The man took notice of me and in a thick Spanish accent started
repeating in English what he had just told the others. I know it was for me specifically, because he
was looking right at me as he spoke. He
said he was sorry he was running late, but he would be staying as long as it
took to hear everyone’s confession.
Since he wasn’t wearing his collar, I had no idea he was the
priest! He went to the Sacristy and
brought the monstrance out. We had an
adoration service and recited the rosary (my second) in Spanish. Then as the musicians played and sang Mexican
spiritual songs in front of the Blessed Sacrament, the priest began hearing
confessions. After he heard my
confession I was so in awe of all that had transpired it didn’t occur to me
that it was after 9PM until my stomach said “FEED ME!” at the same time my soul was prompting me to
say “I will follow You wherever You go, Lord.” I am so weak in my faith. But…..
The Lord is
kind and merciful. God redeems our life
from destruction. However, this life
free from destruction may look very different than the life we would imagine. As Jesus tells us time and time again, a life
following Him will not follow general conventions about “the good life.” As Jesus teaches over and over again, we must
give up our focus on building our own lives to fit our own desires in order to
enter the abundant life that He wants us to enjoy with Him. The challenge each day is to be willing to
give up the place to lay our head and the burying of the dead that distracts us
from the greater purposes to which He is calling us. Yet we still do have day-to-day tasks that
are part of our calling and our life of love.
I know in my own life it’s easy to allow my days to become destructive
for myself and for those around me when I focus on the anxieties of tasks that
seem overwhelming and the need to have everything under control. I need to pray, today and every day, for help
in redeeming my life from this destruction – to help me to focus on love and
service rather than accomplishment and control.
I want to follow Jesus with abandon – whatever that means today.
How many
times have we prayed the words “I will follow You wherever You go, Lord.” (Matthew
8:19) in all sincerity from our hearts? Perhaps it was after a retreat, during a
period of crisis when we are praying for help, or the many times we have felt
the presence of Jesus close within us just as I felt after my confession last
week. Then what happens? We get busy; life's responsibilities pull us
in a multitude of directions.
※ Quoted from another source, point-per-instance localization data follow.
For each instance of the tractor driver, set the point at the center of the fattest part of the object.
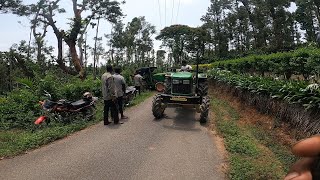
(185, 67)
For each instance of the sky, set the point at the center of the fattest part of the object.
(160, 13)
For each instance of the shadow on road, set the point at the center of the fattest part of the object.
(180, 119)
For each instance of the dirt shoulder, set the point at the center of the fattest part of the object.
(257, 145)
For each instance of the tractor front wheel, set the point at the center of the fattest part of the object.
(158, 107)
(204, 108)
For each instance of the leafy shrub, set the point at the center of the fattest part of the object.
(304, 61)
(19, 110)
(20, 107)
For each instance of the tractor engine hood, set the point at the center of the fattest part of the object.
(182, 75)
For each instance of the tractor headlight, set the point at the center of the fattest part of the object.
(186, 81)
(175, 81)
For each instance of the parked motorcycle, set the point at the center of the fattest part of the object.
(63, 110)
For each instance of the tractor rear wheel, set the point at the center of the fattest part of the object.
(203, 88)
(158, 107)
(204, 108)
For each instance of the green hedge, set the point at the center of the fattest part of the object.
(304, 61)
(293, 92)
(19, 108)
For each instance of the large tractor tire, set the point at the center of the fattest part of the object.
(203, 88)
(204, 109)
(158, 107)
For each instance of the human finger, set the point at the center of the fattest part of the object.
(308, 147)
(301, 170)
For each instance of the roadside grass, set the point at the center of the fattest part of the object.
(15, 142)
(250, 156)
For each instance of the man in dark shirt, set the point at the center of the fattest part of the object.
(109, 96)
(120, 85)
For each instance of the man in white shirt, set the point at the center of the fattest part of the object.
(138, 81)
(120, 86)
(185, 67)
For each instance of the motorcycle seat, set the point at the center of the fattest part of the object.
(80, 103)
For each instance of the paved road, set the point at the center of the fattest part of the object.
(176, 147)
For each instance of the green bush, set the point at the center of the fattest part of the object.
(304, 61)
(20, 108)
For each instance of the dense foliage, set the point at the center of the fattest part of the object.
(19, 108)
(294, 101)
(303, 62)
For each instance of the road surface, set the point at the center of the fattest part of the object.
(175, 147)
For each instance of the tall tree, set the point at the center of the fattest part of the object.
(106, 9)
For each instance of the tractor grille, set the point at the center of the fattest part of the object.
(182, 88)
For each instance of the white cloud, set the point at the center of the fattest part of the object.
(176, 2)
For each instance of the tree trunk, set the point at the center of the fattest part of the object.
(95, 51)
(75, 59)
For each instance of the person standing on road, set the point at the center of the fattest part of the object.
(185, 67)
(138, 81)
(120, 85)
(109, 96)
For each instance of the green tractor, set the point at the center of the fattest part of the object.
(183, 88)
(150, 78)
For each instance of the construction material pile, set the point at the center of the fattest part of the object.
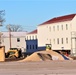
(46, 56)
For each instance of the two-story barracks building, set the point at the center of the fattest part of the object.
(60, 32)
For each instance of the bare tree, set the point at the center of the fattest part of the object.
(14, 28)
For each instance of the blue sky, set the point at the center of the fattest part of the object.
(30, 13)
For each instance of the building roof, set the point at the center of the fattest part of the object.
(33, 32)
(14, 34)
(59, 19)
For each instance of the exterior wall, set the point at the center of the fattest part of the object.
(5, 40)
(73, 36)
(31, 43)
(31, 46)
(49, 34)
(14, 43)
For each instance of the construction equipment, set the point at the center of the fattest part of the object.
(14, 53)
(48, 46)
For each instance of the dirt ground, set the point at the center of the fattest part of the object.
(65, 67)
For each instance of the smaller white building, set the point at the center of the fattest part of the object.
(16, 40)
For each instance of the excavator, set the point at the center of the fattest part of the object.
(14, 53)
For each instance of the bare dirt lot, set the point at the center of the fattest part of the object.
(65, 67)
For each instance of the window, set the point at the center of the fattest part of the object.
(58, 28)
(27, 37)
(62, 40)
(36, 46)
(27, 46)
(54, 28)
(30, 46)
(54, 41)
(67, 40)
(57, 40)
(50, 28)
(62, 27)
(36, 36)
(50, 41)
(66, 27)
(32, 37)
(18, 39)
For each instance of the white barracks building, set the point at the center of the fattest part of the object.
(60, 32)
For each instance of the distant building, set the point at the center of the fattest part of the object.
(17, 40)
(31, 42)
(60, 32)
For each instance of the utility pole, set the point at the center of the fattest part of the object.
(2, 13)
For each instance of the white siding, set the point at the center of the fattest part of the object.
(58, 31)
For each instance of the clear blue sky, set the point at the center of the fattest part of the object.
(30, 13)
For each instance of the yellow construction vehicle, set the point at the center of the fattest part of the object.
(14, 53)
(48, 46)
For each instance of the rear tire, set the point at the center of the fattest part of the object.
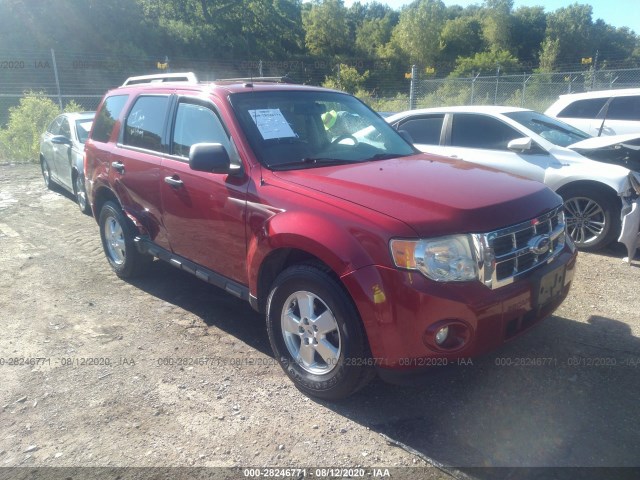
(117, 234)
(593, 217)
(316, 334)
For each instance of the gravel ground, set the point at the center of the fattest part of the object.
(167, 371)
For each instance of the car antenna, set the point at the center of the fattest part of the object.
(604, 110)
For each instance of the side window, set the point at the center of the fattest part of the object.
(479, 131)
(624, 108)
(54, 127)
(107, 116)
(144, 125)
(199, 124)
(65, 130)
(424, 130)
(583, 108)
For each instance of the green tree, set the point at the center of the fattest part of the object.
(529, 25)
(326, 30)
(20, 140)
(372, 35)
(497, 24)
(461, 37)
(549, 55)
(572, 27)
(417, 34)
(486, 63)
(346, 79)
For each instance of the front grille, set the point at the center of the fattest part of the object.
(513, 251)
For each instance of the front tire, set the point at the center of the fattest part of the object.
(593, 217)
(316, 334)
(117, 234)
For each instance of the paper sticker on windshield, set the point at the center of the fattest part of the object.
(271, 123)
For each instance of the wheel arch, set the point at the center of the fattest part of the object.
(590, 185)
(278, 261)
(102, 196)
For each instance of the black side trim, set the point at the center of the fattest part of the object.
(144, 245)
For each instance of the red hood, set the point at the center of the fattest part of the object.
(433, 195)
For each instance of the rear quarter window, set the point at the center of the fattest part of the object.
(583, 108)
(624, 108)
(424, 130)
(107, 116)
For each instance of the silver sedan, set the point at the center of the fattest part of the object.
(61, 154)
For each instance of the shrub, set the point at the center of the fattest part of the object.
(20, 140)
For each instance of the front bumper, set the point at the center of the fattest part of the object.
(401, 310)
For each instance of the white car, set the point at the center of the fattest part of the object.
(600, 113)
(597, 194)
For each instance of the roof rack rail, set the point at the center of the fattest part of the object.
(283, 79)
(188, 77)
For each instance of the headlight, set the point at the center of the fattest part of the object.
(444, 259)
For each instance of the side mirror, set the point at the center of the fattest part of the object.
(406, 135)
(520, 144)
(60, 140)
(210, 157)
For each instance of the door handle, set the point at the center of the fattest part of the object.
(118, 166)
(174, 181)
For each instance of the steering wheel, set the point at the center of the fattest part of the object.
(346, 136)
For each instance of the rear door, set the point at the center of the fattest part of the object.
(135, 163)
(204, 213)
(48, 148)
(622, 116)
(63, 157)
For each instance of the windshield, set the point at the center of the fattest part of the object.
(305, 129)
(552, 130)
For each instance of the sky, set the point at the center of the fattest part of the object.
(619, 13)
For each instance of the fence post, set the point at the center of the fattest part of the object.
(55, 72)
(495, 96)
(473, 86)
(413, 88)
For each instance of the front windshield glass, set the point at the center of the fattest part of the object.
(83, 127)
(552, 130)
(304, 129)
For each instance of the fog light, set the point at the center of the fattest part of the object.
(441, 335)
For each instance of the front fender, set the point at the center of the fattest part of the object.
(342, 245)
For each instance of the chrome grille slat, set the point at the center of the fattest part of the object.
(513, 251)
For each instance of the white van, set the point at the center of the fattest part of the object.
(605, 112)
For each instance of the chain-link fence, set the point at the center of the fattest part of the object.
(529, 90)
(84, 79)
(386, 85)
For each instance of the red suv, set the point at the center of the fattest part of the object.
(365, 255)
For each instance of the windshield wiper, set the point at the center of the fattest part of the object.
(310, 162)
(386, 156)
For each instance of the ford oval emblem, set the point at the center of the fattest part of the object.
(539, 244)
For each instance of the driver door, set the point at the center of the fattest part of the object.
(204, 213)
(483, 139)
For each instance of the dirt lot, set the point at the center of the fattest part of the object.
(170, 371)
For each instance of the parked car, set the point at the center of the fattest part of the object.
(62, 151)
(603, 112)
(597, 194)
(364, 255)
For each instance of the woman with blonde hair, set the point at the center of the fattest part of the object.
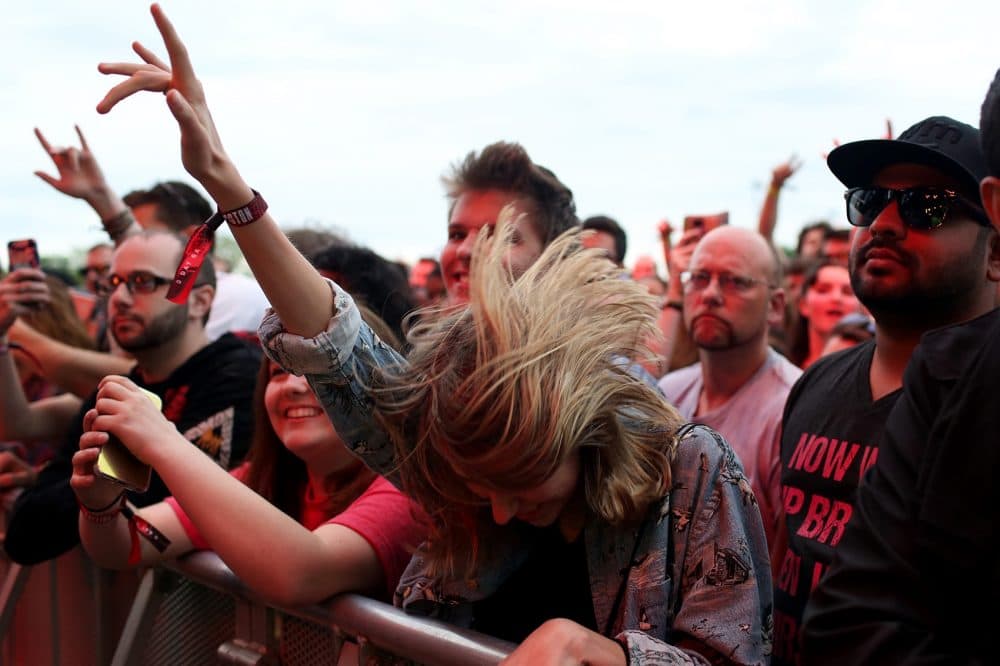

We step
out into the world and the culture of the times is often counter to the
teachings of Christ. It’s easier to just
"go with the flow" and then retreat back to our safe haven at home. It’s almost like living two lives!
The hard
reality is to recall that, as Christians, we are meant to bear Christ wherever
we go. There is never a vacation from
being a Christian once we have said that we will follow Christ. We have the responsibility to serve by our own
examples, by our actions and words. We
cannot remain silent when we see injustices and misinformation. It means staying informed about our
faith-beliefs and what is happening in our local and national spheres. It is a big responsibility, but also a
privilege. We don’t go alone, as God is
always with us.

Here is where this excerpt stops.